It goes almost without saying that if  this were the status of an independent Congo, in a free Africa, in the 19th century, with neighbouring countries nibbling at its boundaries, dominating specific parts of its territory, and exploiting its resources (as the Belgians indeed did in that century), it is most probable that the Congo would have been dismembered during the 48 years in which it has existed as a de jure independent state, with absorption of its various parts, or the establishment of a series of smaller states set up and dominated by the country’s larger and more powerful neighbours.

Indeed even the relatively smaller Rwanda, with its Tutsi leadership under President Kagame,  smarting from what it claims to be protection of the Hutu groups that created the great massacre of Tutsis in his country, feels it possible to hint of military threats to the integrity of the Congo giant, if the situation does not calm down. To some diplomats President Kagame seems to present two faces to the world at present, and some feel that the fate of General Nkunda really rests on the decisions that he is likely to make. It is certainly the general international orientation against blatant external intervention in situations that cannot be justified, along with the United Nations limited presence that keeps the Congo alive as a formally independent state.

Mention of the United Nations leads to the question of the role of regional institutions, and particularly the role of the African Union. Many will claim that this organization is not sufficiently supported by its members to give it the capability and vibrancy for effective action, and in large measure this seems to be the case. On the other hand it has to be recognized that the AU has been preoccupied, and indeed stretched by the situation in Darfur. And South Africa, deemed to be the southern and Indian Ocean African regional power, seems to have its hands full with trying to cope with Zimbabwe and its potential implosion.
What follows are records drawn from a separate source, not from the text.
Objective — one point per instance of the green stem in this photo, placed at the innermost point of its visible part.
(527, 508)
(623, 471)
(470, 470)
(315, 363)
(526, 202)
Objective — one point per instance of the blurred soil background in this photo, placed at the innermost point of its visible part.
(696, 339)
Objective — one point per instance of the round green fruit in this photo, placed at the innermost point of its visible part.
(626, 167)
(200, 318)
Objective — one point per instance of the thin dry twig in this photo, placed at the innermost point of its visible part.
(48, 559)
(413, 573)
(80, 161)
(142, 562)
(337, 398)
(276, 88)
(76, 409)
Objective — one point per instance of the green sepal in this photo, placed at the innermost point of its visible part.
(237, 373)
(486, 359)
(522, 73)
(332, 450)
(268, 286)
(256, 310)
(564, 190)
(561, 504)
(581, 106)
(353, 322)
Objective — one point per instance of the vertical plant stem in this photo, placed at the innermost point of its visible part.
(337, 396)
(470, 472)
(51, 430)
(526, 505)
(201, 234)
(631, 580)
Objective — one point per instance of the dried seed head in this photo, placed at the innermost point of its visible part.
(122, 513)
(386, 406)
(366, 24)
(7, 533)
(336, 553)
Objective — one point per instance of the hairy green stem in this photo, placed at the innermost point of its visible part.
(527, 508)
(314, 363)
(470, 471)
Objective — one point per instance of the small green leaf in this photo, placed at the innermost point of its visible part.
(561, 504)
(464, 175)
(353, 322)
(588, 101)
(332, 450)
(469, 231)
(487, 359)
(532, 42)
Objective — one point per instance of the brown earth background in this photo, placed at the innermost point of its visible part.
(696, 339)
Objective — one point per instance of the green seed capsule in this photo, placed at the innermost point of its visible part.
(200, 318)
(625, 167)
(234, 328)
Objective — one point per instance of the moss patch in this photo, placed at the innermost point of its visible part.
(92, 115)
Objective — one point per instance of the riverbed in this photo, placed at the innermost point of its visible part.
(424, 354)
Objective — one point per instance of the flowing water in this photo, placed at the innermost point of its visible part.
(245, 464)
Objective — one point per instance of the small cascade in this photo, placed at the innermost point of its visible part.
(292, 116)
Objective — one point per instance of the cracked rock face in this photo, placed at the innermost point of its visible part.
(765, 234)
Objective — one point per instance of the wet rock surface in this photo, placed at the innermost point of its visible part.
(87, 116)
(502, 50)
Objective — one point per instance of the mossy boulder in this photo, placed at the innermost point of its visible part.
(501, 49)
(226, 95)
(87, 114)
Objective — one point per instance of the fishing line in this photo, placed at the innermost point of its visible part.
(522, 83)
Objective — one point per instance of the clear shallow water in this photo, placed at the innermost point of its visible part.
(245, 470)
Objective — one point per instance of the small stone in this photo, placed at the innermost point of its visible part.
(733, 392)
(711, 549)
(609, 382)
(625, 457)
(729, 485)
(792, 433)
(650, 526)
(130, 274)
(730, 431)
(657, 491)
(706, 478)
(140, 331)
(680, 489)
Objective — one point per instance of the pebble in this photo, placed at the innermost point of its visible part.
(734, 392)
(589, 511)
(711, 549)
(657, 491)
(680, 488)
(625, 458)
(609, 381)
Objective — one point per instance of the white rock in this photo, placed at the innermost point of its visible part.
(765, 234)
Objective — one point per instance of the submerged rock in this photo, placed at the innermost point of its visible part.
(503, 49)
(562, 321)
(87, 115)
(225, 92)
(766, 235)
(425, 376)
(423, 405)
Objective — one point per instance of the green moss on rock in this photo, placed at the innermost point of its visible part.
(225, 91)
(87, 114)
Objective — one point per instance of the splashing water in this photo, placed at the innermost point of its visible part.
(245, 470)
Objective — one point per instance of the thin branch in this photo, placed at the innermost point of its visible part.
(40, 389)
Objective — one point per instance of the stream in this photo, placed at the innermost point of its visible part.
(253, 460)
This then leaves the UN, dominated by countries which are still coming to grips with what their national interests entail in this post-Cold War period, more especially in relation to how the UN’s commitment to the maintenance of international peace should be organized, particularly in the non-Western world; and how the practical commitments of the organization in that regard should be shared. The spectacle of the NATO powers carrying out their own invasion of Kosovo, and then the United States flouting of the UN’s authority in order to prosecute the Iraq war, has brought this issue into relief. As in the case of Haiti, so-called emerging powers like Brazil are tending to put their military feet forward in a limited way, but we can see, on the other hand, that though China is now playing a substantial role in investment in developing countries, including importantly, countries on the African continent, that country has not made up its mind that it wants to be involved in peace-maintenance in the traditional sense. Its attitude to the Darfur issue reflects this posture.
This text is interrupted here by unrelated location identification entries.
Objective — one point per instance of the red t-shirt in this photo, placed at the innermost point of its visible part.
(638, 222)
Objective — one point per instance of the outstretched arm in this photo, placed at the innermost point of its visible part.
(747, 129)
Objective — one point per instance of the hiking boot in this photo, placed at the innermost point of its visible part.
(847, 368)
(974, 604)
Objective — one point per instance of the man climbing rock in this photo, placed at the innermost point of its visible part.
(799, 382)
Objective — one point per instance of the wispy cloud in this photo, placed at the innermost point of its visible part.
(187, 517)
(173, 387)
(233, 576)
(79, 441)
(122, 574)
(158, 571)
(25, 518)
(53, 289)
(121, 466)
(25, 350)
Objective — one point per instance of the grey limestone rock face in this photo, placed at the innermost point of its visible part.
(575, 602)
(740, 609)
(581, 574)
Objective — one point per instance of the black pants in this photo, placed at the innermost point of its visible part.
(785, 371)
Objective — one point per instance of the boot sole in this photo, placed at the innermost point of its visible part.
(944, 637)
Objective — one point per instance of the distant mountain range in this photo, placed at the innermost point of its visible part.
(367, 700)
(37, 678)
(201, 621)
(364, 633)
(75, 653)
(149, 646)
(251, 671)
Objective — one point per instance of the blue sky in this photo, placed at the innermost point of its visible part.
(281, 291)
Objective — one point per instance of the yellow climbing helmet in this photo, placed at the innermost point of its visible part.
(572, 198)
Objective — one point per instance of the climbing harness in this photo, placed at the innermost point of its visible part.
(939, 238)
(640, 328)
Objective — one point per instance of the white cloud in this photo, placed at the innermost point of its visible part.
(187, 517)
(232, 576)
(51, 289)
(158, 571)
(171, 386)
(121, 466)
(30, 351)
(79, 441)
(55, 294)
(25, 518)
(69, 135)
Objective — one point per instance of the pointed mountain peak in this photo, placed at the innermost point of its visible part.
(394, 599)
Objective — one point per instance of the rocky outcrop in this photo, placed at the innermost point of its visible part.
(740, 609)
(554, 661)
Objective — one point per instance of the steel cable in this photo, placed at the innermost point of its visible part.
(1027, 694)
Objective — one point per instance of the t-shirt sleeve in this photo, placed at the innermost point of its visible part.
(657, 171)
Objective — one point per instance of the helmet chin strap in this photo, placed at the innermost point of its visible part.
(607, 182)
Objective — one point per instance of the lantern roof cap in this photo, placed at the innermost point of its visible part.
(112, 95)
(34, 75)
Former Secretary General Kofi Annan tried, in his last years at the UN to signal to the major powers the need for a new attitude to the issue of necessary UN intervention in civil conflicts which could not be easily handled by regional organizations. It is still does not appear to be the case that the major powers have taken his entreaties on board. Ad hoc diplomatic interventions, such as the kind taken on by Annan himself in the case of the difficulties in Kenya, have worked in a limited way. But the Congo situation has deteriorated too much for that approach to be successful.  So in the meantime, the country’s future has to be subordinated to the contemporary weakness of both regional organizations and the UN itself.